GenRocket
Last Updated:
Analyst Coverage: Philip Howard and Daniel Howard
GenRocket is a private, venture-backed software company focused on test data management and particularly synthetic data generation. It was founded in February 2012, and is based in Ojai, CA.
GenRocket is a platform for enterprise-level synthetic test data generation. It is not technically a pure play vendor – some data masking capabilities are offered in addition to synthetic data generation – but it’s fair to say that the product is extremely focused on generating high quality synthetic data.
GenRocket
Last Updated: 17th June 2019
GenRocket is a platform for enterprise-level synthetic test data generation. It is not technically a pure play vendor – some data masking capabilities are offered in addition to synthetic data generation – but it’s fair to say that the product is extremely focused on generating high quality synthetic data.

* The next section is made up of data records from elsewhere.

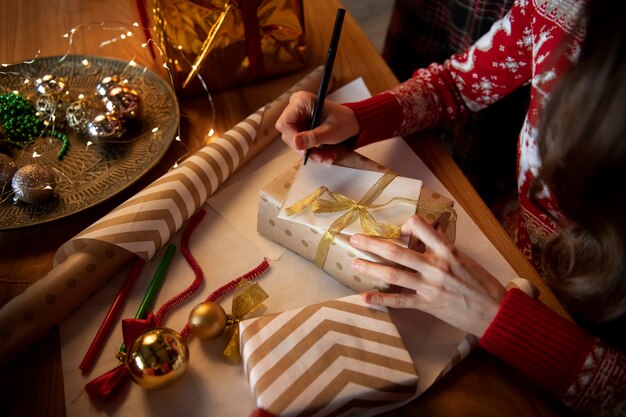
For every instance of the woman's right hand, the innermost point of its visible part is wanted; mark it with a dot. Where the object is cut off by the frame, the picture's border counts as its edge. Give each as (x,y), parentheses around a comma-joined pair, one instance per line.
(338,123)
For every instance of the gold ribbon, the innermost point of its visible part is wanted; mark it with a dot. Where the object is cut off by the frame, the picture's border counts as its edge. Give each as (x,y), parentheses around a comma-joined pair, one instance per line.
(369,225)
(247,298)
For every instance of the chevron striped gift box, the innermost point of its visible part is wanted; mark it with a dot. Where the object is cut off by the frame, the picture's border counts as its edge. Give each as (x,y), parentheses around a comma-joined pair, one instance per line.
(330,359)
(304,240)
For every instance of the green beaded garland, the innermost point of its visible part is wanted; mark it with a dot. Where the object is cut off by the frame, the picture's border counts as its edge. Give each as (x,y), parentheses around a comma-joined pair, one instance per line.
(20,124)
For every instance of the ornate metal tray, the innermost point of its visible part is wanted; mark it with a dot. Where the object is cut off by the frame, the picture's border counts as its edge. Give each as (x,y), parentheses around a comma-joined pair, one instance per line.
(89,174)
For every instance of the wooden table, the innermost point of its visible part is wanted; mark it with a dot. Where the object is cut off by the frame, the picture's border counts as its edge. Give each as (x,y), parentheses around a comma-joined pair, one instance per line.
(33,385)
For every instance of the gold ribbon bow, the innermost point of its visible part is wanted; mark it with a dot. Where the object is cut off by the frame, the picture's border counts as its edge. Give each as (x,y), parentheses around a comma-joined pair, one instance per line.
(247,298)
(353,209)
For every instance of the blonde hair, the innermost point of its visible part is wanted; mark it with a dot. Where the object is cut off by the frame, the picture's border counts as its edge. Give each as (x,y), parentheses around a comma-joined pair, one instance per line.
(583,150)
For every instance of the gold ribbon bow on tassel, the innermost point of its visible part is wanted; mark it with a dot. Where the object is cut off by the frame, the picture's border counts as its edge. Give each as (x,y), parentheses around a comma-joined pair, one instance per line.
(353,209)
(247,298)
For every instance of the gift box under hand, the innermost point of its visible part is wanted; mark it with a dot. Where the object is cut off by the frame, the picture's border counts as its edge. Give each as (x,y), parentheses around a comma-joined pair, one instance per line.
(322,237)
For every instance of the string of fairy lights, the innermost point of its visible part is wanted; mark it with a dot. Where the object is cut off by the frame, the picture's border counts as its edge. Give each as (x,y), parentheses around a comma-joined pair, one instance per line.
(40,108)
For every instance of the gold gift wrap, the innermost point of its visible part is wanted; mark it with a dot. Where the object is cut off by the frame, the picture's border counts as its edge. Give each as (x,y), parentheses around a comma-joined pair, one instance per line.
(340,357)
(304,240)
(228,43)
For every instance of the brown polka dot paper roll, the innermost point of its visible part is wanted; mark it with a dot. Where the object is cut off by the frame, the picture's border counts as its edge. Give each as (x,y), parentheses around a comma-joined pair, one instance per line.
(340,357)
(138,227)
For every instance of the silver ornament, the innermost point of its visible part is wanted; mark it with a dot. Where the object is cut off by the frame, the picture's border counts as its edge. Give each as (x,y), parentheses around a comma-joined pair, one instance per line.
(79,113)
(105,128)
(49,83)
(51,107)
(124,101)
(107,83)
(33,183)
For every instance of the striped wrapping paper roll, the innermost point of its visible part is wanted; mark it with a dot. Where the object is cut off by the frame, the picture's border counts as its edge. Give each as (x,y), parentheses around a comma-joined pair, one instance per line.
(340,357)
(140,226)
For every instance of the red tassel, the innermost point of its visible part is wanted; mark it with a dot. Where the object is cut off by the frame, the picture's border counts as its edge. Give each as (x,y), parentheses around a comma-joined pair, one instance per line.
(259,412)
(104,388)
(133,328)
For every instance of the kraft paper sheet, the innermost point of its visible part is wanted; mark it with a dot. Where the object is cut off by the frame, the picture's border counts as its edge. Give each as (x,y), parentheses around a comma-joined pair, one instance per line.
(226,245)
(140,226)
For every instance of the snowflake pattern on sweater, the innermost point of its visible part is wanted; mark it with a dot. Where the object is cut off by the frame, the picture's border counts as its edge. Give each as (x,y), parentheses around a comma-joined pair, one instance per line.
(522,48)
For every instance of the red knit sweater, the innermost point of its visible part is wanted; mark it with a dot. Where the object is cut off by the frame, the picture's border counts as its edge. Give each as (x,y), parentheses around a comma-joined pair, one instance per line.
(585,373)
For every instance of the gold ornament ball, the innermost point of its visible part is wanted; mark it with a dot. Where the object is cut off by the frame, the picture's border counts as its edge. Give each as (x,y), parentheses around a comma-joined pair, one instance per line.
(207,320)
(158,358)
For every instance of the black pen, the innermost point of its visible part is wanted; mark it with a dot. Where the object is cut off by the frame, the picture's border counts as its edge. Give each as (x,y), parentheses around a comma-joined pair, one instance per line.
(328,69)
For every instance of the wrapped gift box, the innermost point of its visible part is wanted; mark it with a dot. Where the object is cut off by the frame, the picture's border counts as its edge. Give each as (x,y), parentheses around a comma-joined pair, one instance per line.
(339,357)
(304,239)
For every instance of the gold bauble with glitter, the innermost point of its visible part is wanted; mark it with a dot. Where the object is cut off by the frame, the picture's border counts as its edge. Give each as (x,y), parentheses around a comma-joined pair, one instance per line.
(208,320)
(158,358)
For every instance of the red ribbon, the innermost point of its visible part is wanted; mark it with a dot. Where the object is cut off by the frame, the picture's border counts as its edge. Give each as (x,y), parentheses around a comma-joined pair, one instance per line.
(253,37)
(106,387)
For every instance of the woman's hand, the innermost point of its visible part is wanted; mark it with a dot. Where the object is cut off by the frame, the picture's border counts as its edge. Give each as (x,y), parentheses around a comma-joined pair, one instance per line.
(447,283)
(338,123)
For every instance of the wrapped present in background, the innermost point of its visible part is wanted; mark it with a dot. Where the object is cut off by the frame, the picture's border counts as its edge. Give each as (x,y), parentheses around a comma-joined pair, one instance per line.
(338,357)
(229,42)
(304,240)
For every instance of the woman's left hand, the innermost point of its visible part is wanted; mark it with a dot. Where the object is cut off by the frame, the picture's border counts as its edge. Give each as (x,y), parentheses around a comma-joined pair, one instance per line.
(447,283)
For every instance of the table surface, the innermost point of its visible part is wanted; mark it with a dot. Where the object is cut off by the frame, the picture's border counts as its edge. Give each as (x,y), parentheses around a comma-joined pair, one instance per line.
(33,384)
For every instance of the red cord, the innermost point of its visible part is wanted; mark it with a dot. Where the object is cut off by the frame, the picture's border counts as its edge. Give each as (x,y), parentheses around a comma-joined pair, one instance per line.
(199,276)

The product can be deployed either on-premises or in-cloud via AWS. Multiple instances can be deployed in parallel via its ‘partition engine’, enabling the creation of millions or even billions of rows of synthetic data in a matter of minutes. It’s integrated with a variety of third-party testing tools that provide additional capabilities such as pairwise testing, and exposes REST and runtime APIs which allow it to integrate with many additional products and frameworks. A few of these can be seen in Figure 2 along with a variety of use cases and an overview of GenRocket’s architecture.
Customer Quotes
“With GenRocket and the expertise that the GenRocket team brought from years of experience in the software testing world, we were able to come up with a method to streamline our testing from days and weeks to a matter of hours.”
Solium
“The GenRocket platform is revolutionary – it replaces manual test data generation with a fully automated process that turns dummy data into intelligent data. And because there is no other test data management solution on the market matching its level of price/performance, we can offer GenRocket to any customer regardless of project size.”
QA Mentor
Generating synthetic data in GenRocket requires you to create a model for your test data, consisting of domains, attributes, generators, receivers and scenarios. Domains are roughly equivalent to database tables: you might have a ‘user’ domain, for example. Domains have attributes, which are similarly analogous to columns. In the aforementioned example, the user domain might have attributes for first name, last name, date of birth, and so on.
Each attribute is equipped with one or more generators, which are methods for generating synthetic data. 222 generators are provided out of the box across a wide variety of categories. Some of these are straightforward, such as NameGen, which generates names. Others are more complicated, but also more powerful, such as ConcatGen, which concatenates the values of other attributes; SwitchGen, which acts as a switch statement; and EdgeCaseGen, which generates and inserts edge cases into your test data. All have parameters that allow for data customisation: for example, NameGen can be configured to generate any combination of first, last, male or female names. Notably, GenRocket provides several generators specifically to support machine learning via the creation of training data. It also has the ability to blend production data with synthetic data, as well as generate data feed data.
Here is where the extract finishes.